Siempre he pensado en lo que ocurre en nuestro cabeza… O mejor dicho en nuestra mente-alma-cuerpo… Siempre lo he pensado, decía, como un jardín. En las visualizaciones de las meditaciones, sin embargo, la mayoría de las veces he paseado por un bosque, de hecho un bosque invernal, con su nieve, sus árboles desnudos y su cabaña con chimenea y fuego, al más puro estilo tradicional.
Esta imagen está en la misma galería que el escenario de la obra de teatro para familias “El bosque de Coco”, de La buena compañía, que tuvimos la suerte de ver el pasado jueves 26 de diciembre de 2024 en el Teatro Calderón de Motril, dentro del Festival Motríteres. Añado todos estos detalles de fecha y lugar a esta reseña porque el tema que ha llamado mi atención más de este espectáculo fetén ha sido la memoria.
Como podéis imaginar, no os hago spoiler si os cuento que Coco es la niña protagonista y lo que ocurre en su mente está representado por una escenografía preciosa de un bosque, con títeres en forma de raposo que son sus ideas recurrentes -y un poco acosadoras- junto con otros personajes principales, que lógicamente son su madre y su padre. O mejor dicho, los recuerdos que de ellos tiene.
Desde la película Memento, es difícil hablar de recuerdos pensando en registros, pues como dijo el protagonista, más bien son interpretaciones. En “El bosque de Coco” además, la ilusión de la niña se recrea en la posibilidad de cambiarlos y afectar así a su nueva situación, que no desvelaré en este texto. Lo que sí nombraré es el grandioso caracol que pasea por escena del que cada caracola traerá una pizca de memoria. Este es un símbolo acertado para referirse a la lentitud en el procesamiento y el rastro que dejan las vivencias en nuestra psique.
A pesar de ser un espectáculo familiar, es aconsejable siempre respetar las indicaciones de las compañías en términos de edad. Esta obra, tanto a nivel argumental como simbólico, es elaborada y precisa una atención y un silencio sagrado para disfrutar plenamente de la belleza de la música y la danza de los personajes. Dicho de otra manera: los bebés se pueden asustar o distraerse, y corremos el riesgo además de escuchar algún familiar explicando de más lo que no debería ser explicado.
Si algo valoro más de La buena compañía es su respeto a la infancia y al público. Es cierto que la edad, mejor dicho, las circunstancias vitales ya pasadas sirven como referente necesario para interpretar ciertas dramaturgias. Sin embargo, eso no significa que el público infantil no sea capaz de comprender y apreciar temas serios, profundos, complicados o que vayan más allá del viaje del héroe. Ya es tiempo de tratar a las nuevas generaciones como se merecen. Seguro que nos sorprenderán.
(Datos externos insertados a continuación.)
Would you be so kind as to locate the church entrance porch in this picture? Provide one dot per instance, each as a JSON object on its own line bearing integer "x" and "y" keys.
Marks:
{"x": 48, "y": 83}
Como lo hizo de hecho una pequeñaja que había en un asiento cercano que cuando Coco se relaciona con una Coco igual vestida pero con una máscara de más mayor, dijo: “Ella es su corazón”.
En este sentido, desde Uguburú, las asociación de LIJ (Literatura Infantil y Juvenil) a la que pertenezco, animamos a todas las personas escritoras a arriesgarse. Y a las producciones de espectáculos, igualmente. Desde mi humilde punto de vista, no es necesario recurrir a una voz infantilizada en la grabación, pues la forma de moverse del personaje y la propia historia son ya signos suficientemente representativos de la edad de Coco, en este caso.
Ahora que sólo puedo aplaudir cada recurso escénico. En particular, el momento de rabia, que no contaré tampoco aquí, es brutal. La suerte es que podréis verlo en la siguiente representación del 15 de enero en el Teatro Alhambra. Igualmente acertadas son las máscaras, que permiten enfocar en cada movimiento corporal y distinguir ese doble interior, que aconseja y acompaña y bien podría ser la conciencia.
Así que con todo esto, recomiendo ir a esta y a todas las producciones de La buena compañía, pues son obras de arte. Así las han definido maestras de estética que han acompañado mi formación. En particular y desde su genial sentido del humor, fue Fernando Castro, profesor mío en la Universidad Autónoma de Madrid, quien dijo que para clasificar una obra como pieza artística tenías que aceptar ponerla en tu salón (en el caso de un cuadro) y nunca, jamás, ser la misma persona antes y después de contemplarla. Mi familia y yo coincidimos en que escenas como la modificación de brazos y gestos, del enfado al abrazo, ya forman parte de nuestro catálogo de memoria de pasajes teatrales a los que referirse.